I have been making this soup for years, everyone, I mean everyone of my friends and family request this soup. I sometimes add rotisserie chicken and some leftover cheeses I have on hand but this Choup is AMAZING!
We LOVE this choup! Instead of bacon, we use raw salmon- cook it in with the onions while you add in all the other veges! Comes out great! Then serve the choup with a crusty bread! YUM
Have made this several times and it’s always a big hit!
Awesome! Great base to add clams or chicken to. Yum!

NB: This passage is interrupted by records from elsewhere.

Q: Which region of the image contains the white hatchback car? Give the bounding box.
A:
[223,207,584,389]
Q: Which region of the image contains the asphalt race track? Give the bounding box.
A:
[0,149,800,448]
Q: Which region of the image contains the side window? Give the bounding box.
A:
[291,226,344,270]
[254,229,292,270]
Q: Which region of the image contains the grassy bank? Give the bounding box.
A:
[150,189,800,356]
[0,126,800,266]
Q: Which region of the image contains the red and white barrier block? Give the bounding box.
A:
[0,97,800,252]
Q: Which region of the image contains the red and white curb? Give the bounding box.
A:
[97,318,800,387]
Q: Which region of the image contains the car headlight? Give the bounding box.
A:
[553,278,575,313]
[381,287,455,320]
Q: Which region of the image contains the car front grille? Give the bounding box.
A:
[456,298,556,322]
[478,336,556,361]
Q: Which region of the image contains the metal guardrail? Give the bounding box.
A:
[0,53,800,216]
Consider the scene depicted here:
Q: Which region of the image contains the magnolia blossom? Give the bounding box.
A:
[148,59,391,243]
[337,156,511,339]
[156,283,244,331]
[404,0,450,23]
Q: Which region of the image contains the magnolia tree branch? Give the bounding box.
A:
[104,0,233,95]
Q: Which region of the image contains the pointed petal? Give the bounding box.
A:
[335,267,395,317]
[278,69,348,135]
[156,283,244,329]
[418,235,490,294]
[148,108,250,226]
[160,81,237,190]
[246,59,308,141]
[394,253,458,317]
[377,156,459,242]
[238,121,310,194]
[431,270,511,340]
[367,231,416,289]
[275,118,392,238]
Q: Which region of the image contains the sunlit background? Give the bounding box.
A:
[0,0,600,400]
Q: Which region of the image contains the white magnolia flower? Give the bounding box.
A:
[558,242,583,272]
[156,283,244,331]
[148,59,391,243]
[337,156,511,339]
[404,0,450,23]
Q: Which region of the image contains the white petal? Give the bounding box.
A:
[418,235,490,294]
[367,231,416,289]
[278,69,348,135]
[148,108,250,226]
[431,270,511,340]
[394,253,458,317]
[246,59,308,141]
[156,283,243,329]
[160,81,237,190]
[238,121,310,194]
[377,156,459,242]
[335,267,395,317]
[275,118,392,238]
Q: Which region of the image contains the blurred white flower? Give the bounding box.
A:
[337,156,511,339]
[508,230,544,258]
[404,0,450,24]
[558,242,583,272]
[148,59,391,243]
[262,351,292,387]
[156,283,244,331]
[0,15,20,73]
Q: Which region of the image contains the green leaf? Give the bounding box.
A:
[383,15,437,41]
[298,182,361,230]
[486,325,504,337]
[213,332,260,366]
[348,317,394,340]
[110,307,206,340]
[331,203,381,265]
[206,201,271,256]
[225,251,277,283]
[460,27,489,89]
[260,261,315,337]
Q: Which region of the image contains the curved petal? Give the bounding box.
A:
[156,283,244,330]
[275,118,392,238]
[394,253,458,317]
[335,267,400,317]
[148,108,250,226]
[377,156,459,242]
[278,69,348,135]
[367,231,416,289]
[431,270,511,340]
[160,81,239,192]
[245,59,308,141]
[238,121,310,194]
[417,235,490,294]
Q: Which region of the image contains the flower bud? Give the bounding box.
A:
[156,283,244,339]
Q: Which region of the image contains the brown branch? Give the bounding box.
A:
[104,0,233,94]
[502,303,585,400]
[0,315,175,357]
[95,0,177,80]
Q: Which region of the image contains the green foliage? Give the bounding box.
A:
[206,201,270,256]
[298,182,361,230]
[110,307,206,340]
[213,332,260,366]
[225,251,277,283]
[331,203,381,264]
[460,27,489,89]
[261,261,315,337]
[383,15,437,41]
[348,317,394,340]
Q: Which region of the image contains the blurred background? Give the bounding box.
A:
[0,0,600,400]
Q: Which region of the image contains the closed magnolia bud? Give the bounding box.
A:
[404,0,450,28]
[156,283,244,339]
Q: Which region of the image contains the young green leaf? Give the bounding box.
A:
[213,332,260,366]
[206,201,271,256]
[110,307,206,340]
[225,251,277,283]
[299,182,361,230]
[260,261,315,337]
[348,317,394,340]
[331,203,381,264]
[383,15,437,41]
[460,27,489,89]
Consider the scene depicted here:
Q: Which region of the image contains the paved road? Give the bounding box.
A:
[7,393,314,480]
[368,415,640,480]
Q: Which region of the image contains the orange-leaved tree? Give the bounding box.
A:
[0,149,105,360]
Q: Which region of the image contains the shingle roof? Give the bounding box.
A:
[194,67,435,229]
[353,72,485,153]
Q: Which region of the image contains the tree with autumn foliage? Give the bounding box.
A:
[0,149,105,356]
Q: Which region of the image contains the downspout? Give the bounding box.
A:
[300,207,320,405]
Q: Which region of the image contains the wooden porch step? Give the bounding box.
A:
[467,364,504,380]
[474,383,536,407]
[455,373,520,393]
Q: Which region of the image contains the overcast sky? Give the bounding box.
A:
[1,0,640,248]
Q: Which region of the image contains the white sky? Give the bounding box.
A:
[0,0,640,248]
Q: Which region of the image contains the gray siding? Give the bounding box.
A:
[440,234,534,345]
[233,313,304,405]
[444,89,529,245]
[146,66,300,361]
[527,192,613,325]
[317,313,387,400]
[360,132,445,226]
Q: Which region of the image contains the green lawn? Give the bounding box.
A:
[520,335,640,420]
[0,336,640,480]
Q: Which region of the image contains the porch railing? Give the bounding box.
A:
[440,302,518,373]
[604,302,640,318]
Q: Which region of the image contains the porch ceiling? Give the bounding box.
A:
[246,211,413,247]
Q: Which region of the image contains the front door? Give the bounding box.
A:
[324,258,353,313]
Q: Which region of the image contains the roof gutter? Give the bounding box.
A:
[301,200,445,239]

This is the ultimate in cold or raininy days (opps ….. or when someone in the family has a cold, etc I added polish kasbasha and a shrimp (sorry, my better half is a meat freak……everything must have meat in it…….I can only guess that it is a Texas thang! This is absolutely wonderful, full of flavor and sure too please!!!!
Wow good! Loved it! Used leftover ham instead of bacon and it was great! Love the hint of heat!
My whole family loves this – even my ridiculously picky toddler who won’t normally touch a vegetable with a ten foot pole! I omitted the red peppers and replaced with carrots. I’ve substituted turkey kielbasa for the bacon and it’s great – still a bit smokey and without the soggy bacon texture. I’ve also added a can of creamed corn to help thicken it and make it a little creamier when I don’t have heavy cream and have to use milk.
I doubled this and brought a huge pot for tailgating during a cold football game, sooo warm and hearty. Added some cayenne pepper (makes everything better). Absolutely perfect!
We love it. Actually added some chicken.